OAKLAND, Calif. -- A San Francisco Bay Area city official wants to explore the possibility of using a cruise ship to house up to 1,000 homeless people in the region with a high cost of living and a shortage of affordable housing.
Oakland City Council President Rebecca Kaplan told a council meeting Tuesday that the ship would be brought to the Port of Oakland, but port officials said Wednesday the move would be “untenable."
“We respect President Kaplan's desire to address homelessness but Port of Oakland docks are designed to work cargo ships, there isn't the infrastructure to berth a cruise ship,” port spokesman Mike Zampa said.
The port is among the 10 busiest in the nation and safety and security issues in the federally regulated facilities “would make residential uses untenable,” Zampa said.
Kaplan didn't immediately return a request for further comment from The Associated Press.
Kaplan said she has been contacted by cruise ship companies about providing a ship for emergency housing, and that the companies were reaching out to the Port of Oakland about what options exist to park a ship at the port, the San Francisco Chronicle reported.
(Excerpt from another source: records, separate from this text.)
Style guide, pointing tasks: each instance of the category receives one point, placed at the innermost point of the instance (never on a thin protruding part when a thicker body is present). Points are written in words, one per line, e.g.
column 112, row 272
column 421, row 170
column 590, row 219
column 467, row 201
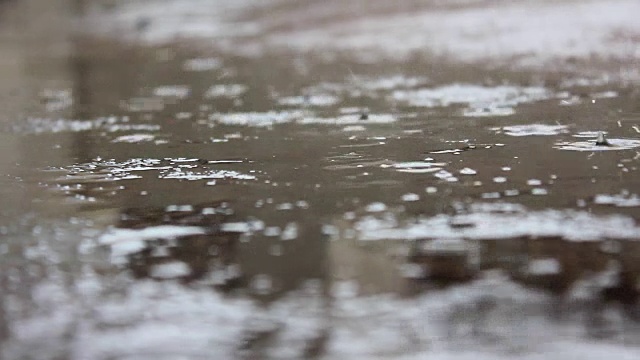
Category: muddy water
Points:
column 165, row 202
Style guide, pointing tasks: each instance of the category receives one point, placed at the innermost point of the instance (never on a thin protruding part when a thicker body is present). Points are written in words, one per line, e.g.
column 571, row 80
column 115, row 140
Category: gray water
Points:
column 175, row 201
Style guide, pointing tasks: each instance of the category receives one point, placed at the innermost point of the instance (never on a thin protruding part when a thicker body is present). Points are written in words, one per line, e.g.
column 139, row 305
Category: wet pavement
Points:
column 187, row 200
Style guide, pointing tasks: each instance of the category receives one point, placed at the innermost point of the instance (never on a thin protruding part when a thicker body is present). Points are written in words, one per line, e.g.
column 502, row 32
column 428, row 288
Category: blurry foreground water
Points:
column 175, row 202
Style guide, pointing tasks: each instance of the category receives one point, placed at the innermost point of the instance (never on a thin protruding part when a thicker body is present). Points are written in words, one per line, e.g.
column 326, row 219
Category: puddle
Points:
column 532, row 130
column 498, row 99
column 590, row 145
column 503, row 221
column 312, row 205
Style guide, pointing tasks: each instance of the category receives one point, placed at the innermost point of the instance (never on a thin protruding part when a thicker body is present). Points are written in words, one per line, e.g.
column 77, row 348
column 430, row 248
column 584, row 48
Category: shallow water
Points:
column 189, row 203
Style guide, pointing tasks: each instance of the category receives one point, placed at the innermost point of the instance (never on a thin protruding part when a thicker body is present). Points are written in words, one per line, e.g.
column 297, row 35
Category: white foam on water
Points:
column 311, row 100
column 618, row 200
column 350, row 120
column 225, row 91
column 590, row 145
column 257, row 119
column 474, row 96
column 532, row 130
column 134, row 138
column 546, row 266
column 492, row 224
column 172, row 91
column 202, row 64
column 178, row 173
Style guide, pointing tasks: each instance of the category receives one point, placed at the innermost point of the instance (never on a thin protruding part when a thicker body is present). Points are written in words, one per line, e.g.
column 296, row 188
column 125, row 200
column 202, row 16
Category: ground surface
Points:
column 306, row 179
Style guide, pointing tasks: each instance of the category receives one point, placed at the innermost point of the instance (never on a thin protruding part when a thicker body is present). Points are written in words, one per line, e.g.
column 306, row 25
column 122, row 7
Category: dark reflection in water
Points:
column 150, row 190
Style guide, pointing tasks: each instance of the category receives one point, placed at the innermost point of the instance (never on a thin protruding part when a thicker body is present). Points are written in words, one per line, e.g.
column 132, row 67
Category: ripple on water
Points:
column 474, row 96
column 590, row 145
column 496, row 221
column 531, row 130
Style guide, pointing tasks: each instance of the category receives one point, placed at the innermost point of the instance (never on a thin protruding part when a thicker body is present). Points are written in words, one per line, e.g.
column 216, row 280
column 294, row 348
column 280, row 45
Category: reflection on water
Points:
column 204, row 205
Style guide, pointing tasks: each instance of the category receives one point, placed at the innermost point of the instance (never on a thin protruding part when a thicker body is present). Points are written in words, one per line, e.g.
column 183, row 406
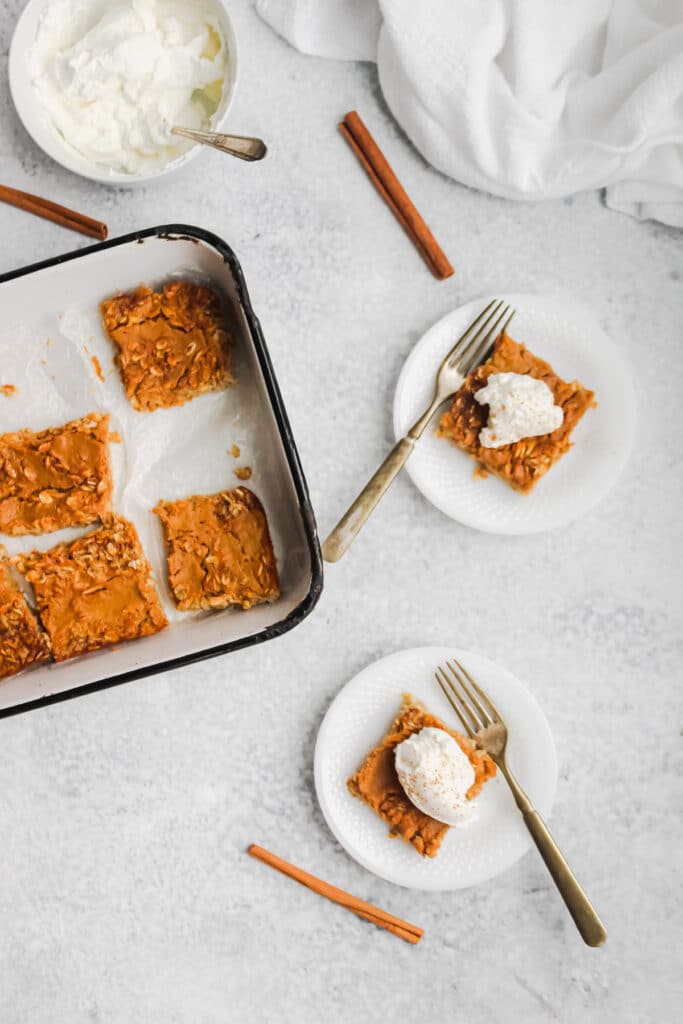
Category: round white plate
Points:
column 564, row 333
column 358, row 718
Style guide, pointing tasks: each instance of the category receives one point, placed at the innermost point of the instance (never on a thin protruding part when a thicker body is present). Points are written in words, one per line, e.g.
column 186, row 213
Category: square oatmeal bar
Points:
column 219, row 550
column 171, row 345
column 376, row 781
column 95, row 591
column 523, row 463
column 56, row 477
column 22, row 640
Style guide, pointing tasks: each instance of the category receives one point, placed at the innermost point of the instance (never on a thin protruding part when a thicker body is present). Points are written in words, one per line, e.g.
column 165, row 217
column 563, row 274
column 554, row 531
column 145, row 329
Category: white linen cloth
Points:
column 524, row 98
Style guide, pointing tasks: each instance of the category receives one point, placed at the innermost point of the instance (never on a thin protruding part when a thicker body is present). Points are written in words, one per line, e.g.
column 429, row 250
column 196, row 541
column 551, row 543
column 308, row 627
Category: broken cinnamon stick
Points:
column 393, row 194
column 406, row 931
column 52, row 211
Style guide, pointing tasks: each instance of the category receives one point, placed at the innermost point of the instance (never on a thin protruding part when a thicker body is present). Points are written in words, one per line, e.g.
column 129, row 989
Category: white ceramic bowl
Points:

She didn't provide further details on those companies.
Kaplan said she plans to present a proposal to the council in January that will be “no or low” cost to the city because residents of the cruise ship would pay for rooms based on their income. The city would not buy the cruise ship.
Homelessness has spiked in Oakland in the past two years with the number of unsheltered people increasing from 1,900 to more than 3,000.
“It could be a great way to house a lot of people quickly,” Kaplan told The Chronicle. “Cruise ships have been used for emergency housing after natural disasters and for extra housing for things like Olympics.”
Kaplan compared her vision for an Oakland cruise ship to something like the Queen Mary in Long Beach in Southern California. The 1936 ocean liner is now a floating hotel with 347 rooms. A room with two twin beds rents for $141 a night and $146 a night for a full-size bed.
“It could be like that,” Kaplan said. “But as affordable housing instead of hotel.”
Elaine de Coligny, executive director of the homeless advocacy group EveryOne Home in Alameda County, said she appreciated Kaplan's creativity and desire to find permanent housing for homeless people.
But de Coligny said it would be pricey to convert a cruise ship into long-term living space. Before embarking on plans to do so, officials should talk to homeless people about whether they would even want to live on a cruise ship, she said.
“I think we’re all feeling desperate about the desperation that we’re seeing of people who are living outdoors," de Coligny said. “I appreciate the creativity, but I have lots of questions."